I am trying to access data(quote value) from an E-commerce website using the 'requests' library in python. The problem I have is that the cookies in the website are dynamic. And my code requires a header to get a response. I can open the website and scrape it but to do that I need to copy the header details from the response header. However I need to automate this process so that I don't need to manually put the cookie in every time I want to scrape.
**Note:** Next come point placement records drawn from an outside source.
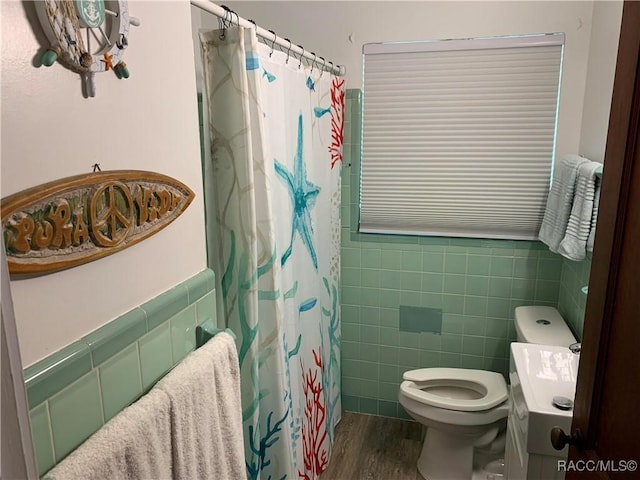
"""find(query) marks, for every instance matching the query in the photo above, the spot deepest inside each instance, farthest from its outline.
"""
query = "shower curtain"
(273, 226)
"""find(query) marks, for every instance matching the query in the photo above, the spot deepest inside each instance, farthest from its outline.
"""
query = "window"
(458, 136)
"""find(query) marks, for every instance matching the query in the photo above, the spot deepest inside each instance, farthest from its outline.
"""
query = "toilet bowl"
(465, 411)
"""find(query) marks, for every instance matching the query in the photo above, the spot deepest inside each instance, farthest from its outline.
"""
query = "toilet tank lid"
(543, 325)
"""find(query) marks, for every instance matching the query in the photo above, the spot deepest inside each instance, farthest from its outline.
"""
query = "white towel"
(206, 416)
(594, 217)
(135, 444)
(560, 201)
(582, 220)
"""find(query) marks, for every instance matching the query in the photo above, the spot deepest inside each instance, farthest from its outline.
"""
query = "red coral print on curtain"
(337, 120)
(314, 431)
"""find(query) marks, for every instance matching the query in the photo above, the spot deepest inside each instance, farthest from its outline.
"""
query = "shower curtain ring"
(237, 18)
(313, 62)
(273, 42)
(288, 50)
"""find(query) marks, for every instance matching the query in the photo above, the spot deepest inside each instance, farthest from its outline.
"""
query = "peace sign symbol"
(111, 214)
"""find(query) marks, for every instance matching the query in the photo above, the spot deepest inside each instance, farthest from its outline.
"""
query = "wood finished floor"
(371, 447)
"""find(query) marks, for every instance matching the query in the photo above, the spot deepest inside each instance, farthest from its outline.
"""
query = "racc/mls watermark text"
(597, 465)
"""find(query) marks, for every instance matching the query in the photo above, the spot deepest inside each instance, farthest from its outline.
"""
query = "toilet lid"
(446, 383)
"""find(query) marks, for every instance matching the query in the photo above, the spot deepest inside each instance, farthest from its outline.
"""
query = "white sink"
(538, 374)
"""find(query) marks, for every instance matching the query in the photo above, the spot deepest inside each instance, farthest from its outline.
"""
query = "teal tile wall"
(572, 300)
(477, 284)
(74, 391)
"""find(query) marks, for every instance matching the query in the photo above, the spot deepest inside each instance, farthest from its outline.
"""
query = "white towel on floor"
(206, 416)
(560, 201)
(135, 444)
(583, 216)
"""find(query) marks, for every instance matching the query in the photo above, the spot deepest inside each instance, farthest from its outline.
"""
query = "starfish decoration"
(303, 196)
(108, 62)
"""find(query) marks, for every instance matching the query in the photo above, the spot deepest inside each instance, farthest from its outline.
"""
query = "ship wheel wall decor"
(86, 36)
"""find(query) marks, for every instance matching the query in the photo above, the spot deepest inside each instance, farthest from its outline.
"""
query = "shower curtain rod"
(233, 18)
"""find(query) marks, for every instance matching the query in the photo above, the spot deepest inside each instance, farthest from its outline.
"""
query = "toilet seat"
(455, 387)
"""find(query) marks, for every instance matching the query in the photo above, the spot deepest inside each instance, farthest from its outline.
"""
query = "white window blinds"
(458, 136)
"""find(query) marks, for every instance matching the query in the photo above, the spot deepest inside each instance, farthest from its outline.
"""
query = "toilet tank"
(543, 325)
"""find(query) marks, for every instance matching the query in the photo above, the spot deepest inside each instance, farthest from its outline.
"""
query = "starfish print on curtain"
(303, 194)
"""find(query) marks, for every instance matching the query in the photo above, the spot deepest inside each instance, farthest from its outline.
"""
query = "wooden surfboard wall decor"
(75, 220)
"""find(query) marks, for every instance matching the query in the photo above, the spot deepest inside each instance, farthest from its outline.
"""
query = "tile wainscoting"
(76, 390)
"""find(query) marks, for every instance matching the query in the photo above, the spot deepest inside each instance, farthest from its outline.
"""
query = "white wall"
(603, 48)
(337, 31)
(147, 122)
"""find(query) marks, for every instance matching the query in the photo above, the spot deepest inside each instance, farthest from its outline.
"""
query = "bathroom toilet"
(465, 410)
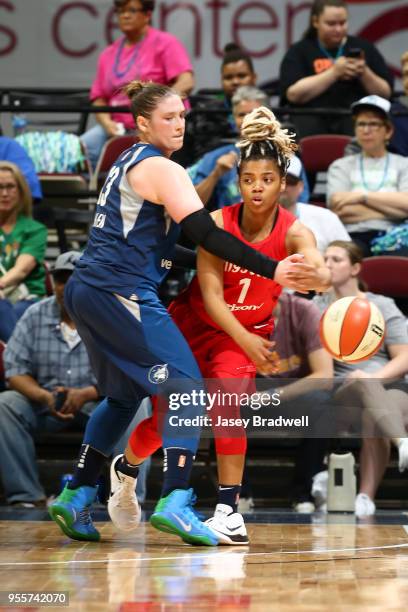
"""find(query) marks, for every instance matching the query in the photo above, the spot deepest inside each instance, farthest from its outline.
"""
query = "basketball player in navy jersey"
(135, 348)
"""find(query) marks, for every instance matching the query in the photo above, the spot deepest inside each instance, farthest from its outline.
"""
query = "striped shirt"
(37, 348)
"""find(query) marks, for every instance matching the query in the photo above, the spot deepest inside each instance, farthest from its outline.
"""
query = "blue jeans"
(10, 314)
(143, 412)
(20, 419)
(94, 139)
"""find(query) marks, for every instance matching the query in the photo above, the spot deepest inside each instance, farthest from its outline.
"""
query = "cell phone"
(60, 398)
(354, 53)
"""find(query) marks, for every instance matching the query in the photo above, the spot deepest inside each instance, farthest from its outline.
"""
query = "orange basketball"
(352, 329)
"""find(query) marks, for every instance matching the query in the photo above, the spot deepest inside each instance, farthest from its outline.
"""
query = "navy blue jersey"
(132, 240)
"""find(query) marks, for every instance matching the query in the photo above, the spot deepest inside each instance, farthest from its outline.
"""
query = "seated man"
(369, 190)
(325, 225)
(303, 382)
(10, 150)
(51, 386)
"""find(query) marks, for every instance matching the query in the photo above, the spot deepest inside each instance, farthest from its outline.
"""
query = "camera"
(355, 53)
(60, 398)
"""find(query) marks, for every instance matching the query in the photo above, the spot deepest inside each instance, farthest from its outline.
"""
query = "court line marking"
(206, 556)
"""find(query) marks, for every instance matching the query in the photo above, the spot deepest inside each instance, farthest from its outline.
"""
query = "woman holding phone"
(330, 68)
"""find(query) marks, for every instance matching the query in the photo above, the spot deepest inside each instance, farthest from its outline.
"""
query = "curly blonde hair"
(262, 137)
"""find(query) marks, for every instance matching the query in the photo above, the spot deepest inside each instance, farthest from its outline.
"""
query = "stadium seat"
(387, 275)
(72, 225)
(319, 151)
(2, 381)
(110, 152)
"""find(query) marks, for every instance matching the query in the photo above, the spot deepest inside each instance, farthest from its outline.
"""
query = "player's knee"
(145, 439)
(231, 446)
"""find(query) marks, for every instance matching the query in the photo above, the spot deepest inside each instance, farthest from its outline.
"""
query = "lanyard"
(331, 57)
(384, 176)
(121, 73)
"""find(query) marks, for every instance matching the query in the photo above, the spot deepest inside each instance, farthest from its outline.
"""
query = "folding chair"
(72, 122)
(318, 152)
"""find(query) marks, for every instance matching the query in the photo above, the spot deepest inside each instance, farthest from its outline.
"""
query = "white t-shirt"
(345, 174)
(325, 225)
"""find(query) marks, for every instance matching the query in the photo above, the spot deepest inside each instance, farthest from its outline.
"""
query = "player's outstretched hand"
(295, 274)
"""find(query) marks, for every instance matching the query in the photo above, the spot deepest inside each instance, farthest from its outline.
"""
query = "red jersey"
(250, 297)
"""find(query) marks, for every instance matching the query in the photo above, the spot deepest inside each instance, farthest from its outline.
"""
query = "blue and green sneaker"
(173, 514)
(71, 512)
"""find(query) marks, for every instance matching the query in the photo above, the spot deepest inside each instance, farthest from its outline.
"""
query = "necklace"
(121, 73)
(339, 53)
(384, 176)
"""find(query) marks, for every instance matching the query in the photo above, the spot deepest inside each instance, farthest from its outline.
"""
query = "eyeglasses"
(132, 11)
(370, 125)
(8, 187)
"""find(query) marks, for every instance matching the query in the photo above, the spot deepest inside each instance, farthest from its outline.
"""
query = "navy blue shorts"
(135, 348)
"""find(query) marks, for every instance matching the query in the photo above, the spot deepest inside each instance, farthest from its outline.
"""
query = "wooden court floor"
(287, 567)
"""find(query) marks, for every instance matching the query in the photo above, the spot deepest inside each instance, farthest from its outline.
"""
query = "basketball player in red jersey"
(226, 316)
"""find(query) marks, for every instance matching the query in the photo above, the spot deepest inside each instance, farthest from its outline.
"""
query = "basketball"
(352, 329)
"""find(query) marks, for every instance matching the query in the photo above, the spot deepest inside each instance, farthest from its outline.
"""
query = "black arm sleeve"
(184, 258)
(201, 229)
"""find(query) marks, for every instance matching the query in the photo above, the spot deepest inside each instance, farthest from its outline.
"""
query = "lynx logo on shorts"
(158, 374)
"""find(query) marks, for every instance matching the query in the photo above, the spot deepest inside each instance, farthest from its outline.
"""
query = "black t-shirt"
(305, 59)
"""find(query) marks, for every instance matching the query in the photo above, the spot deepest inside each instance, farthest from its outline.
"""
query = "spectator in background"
(51, 387)
(237, 70)
(399, 140)
(303, 383)
(212, 118)
(22, 249)
(142, 53)
(329, 68)
(215, 175)
(371, 384)
(369, 190)
(12, 151)
(325, 225)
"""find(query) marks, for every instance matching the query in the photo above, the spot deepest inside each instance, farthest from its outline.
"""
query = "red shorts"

This the link "https://www.nseindia.com/get-quotes/equity?symbol=RELIANCE". I am trying to get the 'Intraday chart' data so I can store it in a DataFrame and plot it.
I am a beginner and I have never web scraped before.
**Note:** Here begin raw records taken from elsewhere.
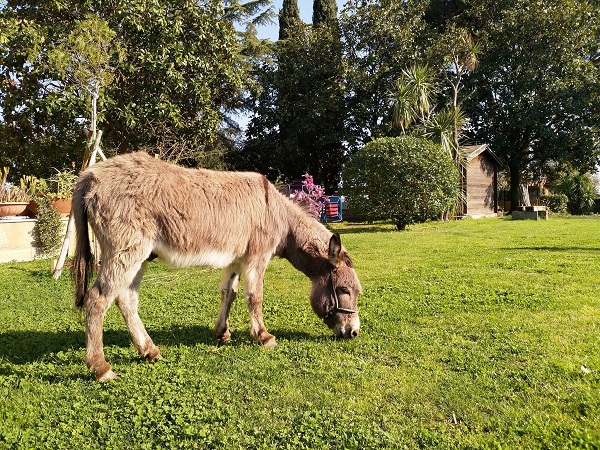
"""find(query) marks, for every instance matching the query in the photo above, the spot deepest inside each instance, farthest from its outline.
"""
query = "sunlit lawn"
(475, 334)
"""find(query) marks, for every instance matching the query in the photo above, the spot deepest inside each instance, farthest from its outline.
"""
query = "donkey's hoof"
(224, 338)
(153, 355)
(270, 342)
(109, 375)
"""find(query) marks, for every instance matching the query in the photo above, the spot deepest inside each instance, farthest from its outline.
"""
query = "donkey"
(140, 208)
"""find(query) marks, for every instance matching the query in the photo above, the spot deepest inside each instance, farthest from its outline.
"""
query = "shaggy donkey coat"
(140, 208)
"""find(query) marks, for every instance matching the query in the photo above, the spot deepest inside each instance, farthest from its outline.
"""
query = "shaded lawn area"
(475, 334)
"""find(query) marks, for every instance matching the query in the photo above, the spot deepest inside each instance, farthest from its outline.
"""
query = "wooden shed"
(481, 181)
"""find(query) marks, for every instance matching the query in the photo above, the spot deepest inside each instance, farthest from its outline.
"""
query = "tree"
(406, 179)
(298, 125)
(83, 59)
(380, 40)
(579, 190)
(182, 72)
(536, 91)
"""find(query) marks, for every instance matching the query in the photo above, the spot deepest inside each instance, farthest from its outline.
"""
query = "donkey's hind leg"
(127, 302)
(96, 305)
(229, 285)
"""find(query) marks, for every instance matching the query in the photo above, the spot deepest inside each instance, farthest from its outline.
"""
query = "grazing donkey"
(140, 208)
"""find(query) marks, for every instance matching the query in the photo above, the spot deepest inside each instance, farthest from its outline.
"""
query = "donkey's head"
(334, 294)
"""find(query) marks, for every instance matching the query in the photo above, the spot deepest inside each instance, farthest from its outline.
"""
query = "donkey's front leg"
(253, 292)
(128, 302)
(229, 285)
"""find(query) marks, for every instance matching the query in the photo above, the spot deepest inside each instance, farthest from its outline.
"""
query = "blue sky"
(305, 7)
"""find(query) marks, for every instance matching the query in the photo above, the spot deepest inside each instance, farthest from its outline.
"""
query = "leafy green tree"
(183, 71)
(579, 190)
(406, 179)
(83, 59)
(289, 19)
(536, 90)
(380, 40)
(298, 125)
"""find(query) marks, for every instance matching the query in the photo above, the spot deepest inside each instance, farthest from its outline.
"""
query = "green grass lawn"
(475, 334)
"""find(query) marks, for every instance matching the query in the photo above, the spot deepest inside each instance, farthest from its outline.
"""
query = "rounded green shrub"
(557, 203)
(406, 179)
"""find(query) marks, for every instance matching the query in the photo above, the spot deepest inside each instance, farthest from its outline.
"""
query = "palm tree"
(412, 96)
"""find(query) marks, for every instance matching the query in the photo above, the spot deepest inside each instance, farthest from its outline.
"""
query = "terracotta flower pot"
(13, 209)
(62, 205)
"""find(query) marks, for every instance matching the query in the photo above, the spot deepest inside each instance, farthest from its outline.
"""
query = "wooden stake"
(95, 147)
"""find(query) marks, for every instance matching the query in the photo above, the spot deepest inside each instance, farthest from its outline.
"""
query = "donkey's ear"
(335, 250)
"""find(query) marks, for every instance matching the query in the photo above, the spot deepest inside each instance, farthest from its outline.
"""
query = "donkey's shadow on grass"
(24, 347)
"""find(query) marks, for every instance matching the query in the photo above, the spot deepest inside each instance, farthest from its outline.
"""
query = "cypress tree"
(289, 17)
(325, 14)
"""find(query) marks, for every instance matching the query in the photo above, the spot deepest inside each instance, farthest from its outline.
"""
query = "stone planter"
(13, 209)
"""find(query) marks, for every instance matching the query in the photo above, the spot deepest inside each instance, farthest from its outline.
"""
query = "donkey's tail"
(83, 264)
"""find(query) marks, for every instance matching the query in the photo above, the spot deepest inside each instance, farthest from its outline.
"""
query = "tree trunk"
(515, 182)
(524, 195)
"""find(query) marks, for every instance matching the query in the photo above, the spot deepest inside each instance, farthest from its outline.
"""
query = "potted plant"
(13, 200)
(58, 188)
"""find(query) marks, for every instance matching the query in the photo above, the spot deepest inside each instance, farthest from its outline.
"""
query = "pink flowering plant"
(311, 196)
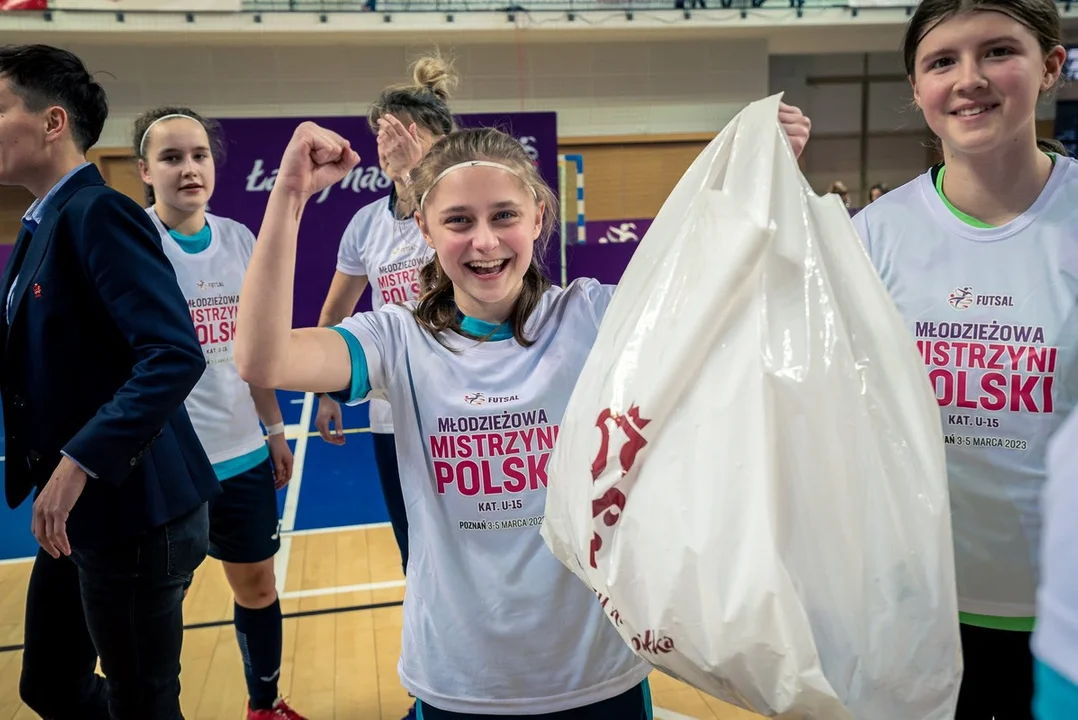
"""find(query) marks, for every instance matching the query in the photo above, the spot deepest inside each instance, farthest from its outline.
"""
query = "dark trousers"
(634, 704)
(385, 458)
(997, 681)
(122, 604)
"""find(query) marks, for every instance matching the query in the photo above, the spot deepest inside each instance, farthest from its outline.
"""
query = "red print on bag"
(613, 500)
(653, 644)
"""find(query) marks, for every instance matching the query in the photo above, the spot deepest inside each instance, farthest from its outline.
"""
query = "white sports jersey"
(389, 252)
(493, 622)
(221, 407)
(995, 316)
(1055, 639)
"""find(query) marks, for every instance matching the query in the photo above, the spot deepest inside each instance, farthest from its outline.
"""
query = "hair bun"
(434, 73)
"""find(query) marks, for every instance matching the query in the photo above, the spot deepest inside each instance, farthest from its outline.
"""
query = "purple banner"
(253, 150)
(609, 247)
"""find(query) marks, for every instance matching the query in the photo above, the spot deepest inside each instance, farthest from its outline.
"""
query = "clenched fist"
(314, 160)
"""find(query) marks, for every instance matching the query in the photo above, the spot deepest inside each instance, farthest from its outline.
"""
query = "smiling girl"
(479, 373)
(176, 151)
(981, 257)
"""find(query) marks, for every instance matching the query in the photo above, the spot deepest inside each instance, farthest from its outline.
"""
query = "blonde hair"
(437, 310)
(425, 100)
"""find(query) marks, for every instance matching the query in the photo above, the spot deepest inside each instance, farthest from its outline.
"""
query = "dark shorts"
(244, 526)
(634, 704)
(997, 680)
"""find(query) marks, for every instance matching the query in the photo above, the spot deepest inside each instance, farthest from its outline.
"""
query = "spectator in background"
(839, 188)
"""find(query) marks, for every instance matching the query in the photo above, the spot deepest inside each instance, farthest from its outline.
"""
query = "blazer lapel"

This is what I have tried so far.
import requests
import pandas as pd
# I take this data from the website response headers
headers = {
'Accept': 'application/json, text/javascript, */*; q=0.01',
'Accept-Encoding': 'gzip, deflate, br, zstd',
'Accept-Language': 'en-US,en;q=0.5',
'Cookie' : 'Cookie Value'
'User-Agent': 'Mozilla/5.0 (Windows NT 10.0; Win64; x64) AppleWebKit/537.36 (KHTML, like Gecko) Chrome/124.0.0.0 Safari/537.36',
'X-Requested-With': 'XMLHttpRequest'
}
response = requests.get(url = 'https://www.nseindia.com/api/chart-databyindex?index=RELIANCEEQN', headers = headers)
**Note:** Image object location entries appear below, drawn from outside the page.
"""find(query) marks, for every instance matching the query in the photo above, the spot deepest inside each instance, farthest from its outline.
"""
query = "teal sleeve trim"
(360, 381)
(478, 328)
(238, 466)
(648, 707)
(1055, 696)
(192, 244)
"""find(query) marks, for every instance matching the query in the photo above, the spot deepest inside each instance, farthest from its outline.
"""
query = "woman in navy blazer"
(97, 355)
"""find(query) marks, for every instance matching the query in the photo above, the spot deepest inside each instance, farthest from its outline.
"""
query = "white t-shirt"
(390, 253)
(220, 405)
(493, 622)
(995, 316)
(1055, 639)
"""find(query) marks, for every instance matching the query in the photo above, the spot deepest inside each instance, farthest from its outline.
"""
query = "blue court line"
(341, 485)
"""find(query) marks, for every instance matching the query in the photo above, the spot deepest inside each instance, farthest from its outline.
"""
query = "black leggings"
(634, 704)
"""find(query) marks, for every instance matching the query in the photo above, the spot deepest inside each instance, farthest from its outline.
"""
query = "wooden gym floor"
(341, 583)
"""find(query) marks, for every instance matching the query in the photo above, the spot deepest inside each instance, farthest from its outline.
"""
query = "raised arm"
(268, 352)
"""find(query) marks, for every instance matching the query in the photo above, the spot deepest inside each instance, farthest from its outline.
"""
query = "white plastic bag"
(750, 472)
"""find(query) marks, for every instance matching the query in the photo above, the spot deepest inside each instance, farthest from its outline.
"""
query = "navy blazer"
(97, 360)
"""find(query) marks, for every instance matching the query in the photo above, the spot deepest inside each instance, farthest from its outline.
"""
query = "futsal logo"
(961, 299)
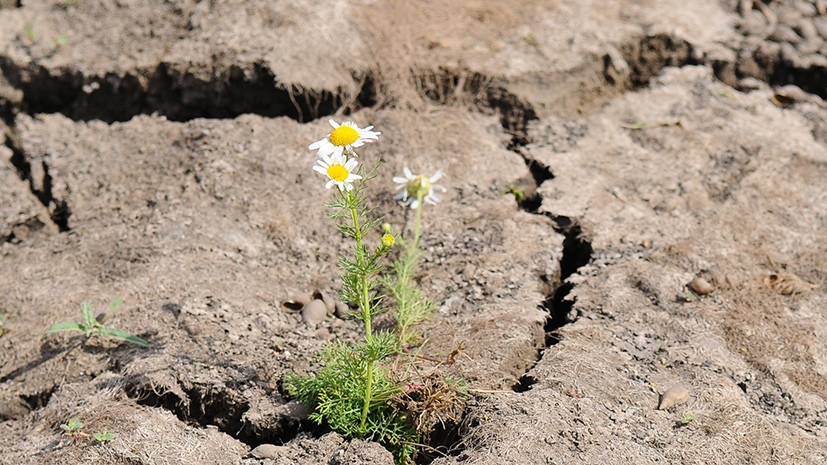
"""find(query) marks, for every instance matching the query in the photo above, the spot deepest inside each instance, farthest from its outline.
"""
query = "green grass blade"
(66, 326)
(123, 336)
(115, 304)
(88, 318)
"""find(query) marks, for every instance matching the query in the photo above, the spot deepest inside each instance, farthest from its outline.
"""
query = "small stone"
(807, 30)
(342, 310)
(327, 299)
(268, 451)
(785, 34)
(322, 333)
(314, 312)
(295, 304)
(673, 396)
(821, 26)
(701, 286)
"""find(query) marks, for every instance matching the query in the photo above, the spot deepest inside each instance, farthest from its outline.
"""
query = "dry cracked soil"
(655, 294)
response.json()['grapthData']
reliance = pd.DataFrame(response.json()['grapthData'])
reliance.columns = ['Timestamp', 'Price']
reliance['Timestamp'] = pd.to_datetime(reliance['Timestamp'], unit = 'ms' )
reliance.plot(x = 'Timestamp', y = 'Price')
To scrape data from a website with dynamic cookies, you'll need to handle cookies and headers automatically. One way to achieve this is by using the requests library along with requests.Session to manage and persist cookies across multiple requests. Additionally, you can use the BeautifulSoup library to parse the HTML content if necessary.
Here's a more automated approach to handling dynamic cookies and headers:
Example:
import requests
# Initialize a session to handle cookies
session = requests.Session()
# Initial request to get the dynamic cookies
url = 'https://www.nseindia.com/get-quotes/equity?symbol=RELIANCE'
initial_response = session.get(url)
# Now make the actual request to get the intraday chart data
data_url = 'https://www.nseindia.com/api/chart-databyindex?index=RELIANCEEQN'
response = session.get(data_url)
Using Selenium to automate the browser and extract cookies can be an effective approach to handle dynamic cookies. Here’s how you can use Selenium to open the webpage, retrieve the cookies, and then use these cookies in the requests library to fetch the required data.
pip install requests pandas selenium
Example:
from selenium import webdriver
import requests
import pandas as pd
import time
# Initialize the Selenium WebDriver
driver = webdriver.Chrome()
# Open the URL using Selenium
url = 'https://www.nseindia.com/get-quotes/equity?symbol=RELIANCE'
driver.get(url)
time.sleep(5)
# Extract cookies from the Selenium browser session
cookies = driver.get_cookies()
# Close the Selenium browser
driver.quit()
# Create a dictionary of cookies for the requests session
cookies_dict = {cookie['name']: cookie['value'] for cookie in cookies}
# Initialize a session to handle cookies
session = requests.Session()
# Set the headers for the session
session.headers.update({
'User-Agent': 'Mozilla/5.0 (Windows NT 10.0; Win64; x64) AppleWebKit/537.36 (KHTML, like Gecko) Chrome/124.0.0.0 Safari/537.36',
'Accept': 'application/json, text/javascript, */*; q=0.01',
'Accept-Encoding': 'gzip, deflate, br, zstd',
'Accept-Language': 'en-US,en;q=0.5',
'X-Requested-With': 'XMLHttpRequest'
})
# Set the cookies for the session
session.cookies.update(cookies_dict)
# Make the actual request to get the intraday chart data
data_url = 'https://www.nseindia.com/api/chart-databyindex?index=RELIANCEEQN'
response = session.get(data_url)
This approach combines the automation capabilities of Selenium with the simplicity and efficiency of the requests library for making HTTP requests, ensuring you can handle dynamic cookies without manual intervention.